Yi-Ran HU, Wei HUA, Han JIN, Min GU, Xiao-Han FAN, Hong-Xia NIU, Li-gang DING, Jing WANG, Shu ZHANG. Does ‘super-responder’ patients to cardiac resynchronization therapy still have indications for neuro-hormonal antagonists? Evidence from long-term follow-up in a single center[J]. Journal of Geriatric Cardiology, 2019, 16(3): 251-258. DOI: 10.11909/j.issn.1671-5411.2019.03.015
Citation: Yi-Ran HU, Wei HUA, Han JIN, Min GU, Xiao-Han FAN, Hong-Xia NIU, Li-gang DING, Jing WANG, Shu ZHANG. Does ‘super-responder’ patients to cardiac resynchronization therapy still have indications for neuro-hormonal antagonists? Evidence from long-term follow-up in a single center[J]. Journal of Geriatric Cardiology, 2019, 16(3): 251-258. DOI: 10.11909/j.issn.1671-5411.2019.03.015

Does ‘super-responder’ patients to cardiac resynchronization therapy still have indications for neuro-hormonal antagonists?

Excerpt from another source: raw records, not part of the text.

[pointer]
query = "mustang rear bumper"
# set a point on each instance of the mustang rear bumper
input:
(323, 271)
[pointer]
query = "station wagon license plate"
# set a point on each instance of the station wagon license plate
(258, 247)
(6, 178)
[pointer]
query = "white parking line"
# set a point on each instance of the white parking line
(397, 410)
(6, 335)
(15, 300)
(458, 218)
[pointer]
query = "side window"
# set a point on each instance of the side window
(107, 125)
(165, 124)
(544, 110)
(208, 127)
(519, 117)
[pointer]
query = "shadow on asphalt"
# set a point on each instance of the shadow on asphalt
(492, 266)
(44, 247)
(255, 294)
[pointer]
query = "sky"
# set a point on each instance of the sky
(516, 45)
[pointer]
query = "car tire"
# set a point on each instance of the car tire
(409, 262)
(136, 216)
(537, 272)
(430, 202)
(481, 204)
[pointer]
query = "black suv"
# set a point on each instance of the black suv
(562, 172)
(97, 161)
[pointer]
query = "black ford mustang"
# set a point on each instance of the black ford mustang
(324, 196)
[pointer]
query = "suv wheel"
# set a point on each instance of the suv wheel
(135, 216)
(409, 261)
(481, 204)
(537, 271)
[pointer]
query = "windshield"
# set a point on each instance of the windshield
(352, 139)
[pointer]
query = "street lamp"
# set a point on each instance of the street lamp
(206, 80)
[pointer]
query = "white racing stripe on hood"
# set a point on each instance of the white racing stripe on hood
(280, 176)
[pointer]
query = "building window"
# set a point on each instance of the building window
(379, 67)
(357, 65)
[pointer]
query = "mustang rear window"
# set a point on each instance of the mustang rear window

Evidence from long-term follow-up in a single center

  • Background Whether cardiac resynchronization therapy super-responders (CRT-SRs) still have indications for neuro-hormonal antagonists or not remains uninvestigated. Methods We reviewed clinical data from 376 patients who underwent CRT implantation in Fuwai Hospital from 2009 to 2015 and followed up to 2017. CRT-SRs were defined by an improvement of the New York Heart Association functional class and left ventricular ejection fraction to ≥ 50% in absolute values at 6-month follow-up. All CRT-SRs were assigned into two groups on the basis of whether persistently receiving neuro-hormonal antagonists (NHA) (defined as angiotensin-converting enzyme inhibitors/angiotensin receptor blockers and β-blockers) after 6-month follow-up and then we compared long-term outcome. Results A total of 60 patients met criteria for super-response. One of thirteen (7.7%) CRT-SRs without NHA had all-cause death, which also occurred in 2 of 47 (4.3%) in CRT-SRs with NHA (P = 0.526). However, 3 of 13 (23.1%) CRT-SRs without NHA had heart failure (HF) hospitalization, 1 of 47 (2.1%) CRT-SRs with NHA had this endpoint (P = 0.040). Besides, subgroup analysis indicated that, for ischemic etiology group, CRT-SRs receiving NHA had considerably lower incidence of HF hospitalization than those without NHA (0 vs. 75%, P = 0.014), which was not observed in non-ischemic etiology group (2.6% vs. 0, P = 1.000) during long-term follow-up. Conclusions Our study found that for ischemic etiology, compared with CRT-SRs with NHA, CRT-SRs without NHA were associated with a higher risk of HF hospitalization. However, for non-ischemic etiology, we found that CRT-SRs with NHA or without NHA at follow-up were associated with similar outcomes, which needed further investigation by prospective trials.